Monarchs and Threatened and Endangered Species
On September 9th, 2016, an Illinois Department of Natural Resources Monarch Summit was held in Springfield, IL with three goals in mind: 1) to build shared understanding of state-wide, existing and needed Monarch related activities, 2) to establish a mixed stakeholder-regulatory hub for state-wide Monarch conservation, and 3) to develop foundations for sector-specific action plans and establishment of an new Monarch Task Force. This new Illinois Monarch Summit was the first of many to come, including monthly Task Force meetings, following suit from other states that have adopted Monarch butterfly conservation strategies (e.g. Missouri and Iowa). Waterborne’s Lead Hydrologist, Dr. Daniel Perkins, attended the Illinois Monarch Summit and will participate in the Task Force.

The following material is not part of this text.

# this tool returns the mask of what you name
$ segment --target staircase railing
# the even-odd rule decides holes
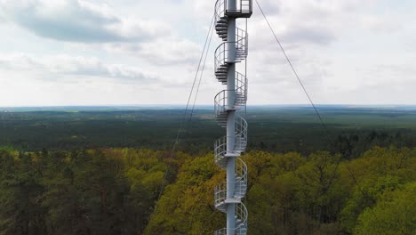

As of August, 2014, the monarch butterfly has been petitioned to the U.S. Fish and Wildlife Service as a threatened and endangered species. Much of the survival and productivity of the Monarch is linked to over-wintering conditions in Mexico; however, the Monarch also migrates from Mexico to Canada during its life cycle, funneling through the Midwest. During its migration, it relies on very specific plants, including certain milkweed species for a food source (more commonly thought of as a weed). There is concern that habitat and food sources for the Monarch during migration are insufficient to ensure survival of the species. An ongoing assessment by the U.S. Fish and Wildlife Services will make a determination of listing status sometime in mid-2019, as it relates to U.S. efforts to maintain and secure habitat and food sources for the Monarch. Listing of the Monarch butterfly as a Threatened and Endangered Species would have widespread implications on Midwest agriculture, with possible restrictions on production agriculture management practices and land use that are linked to food security.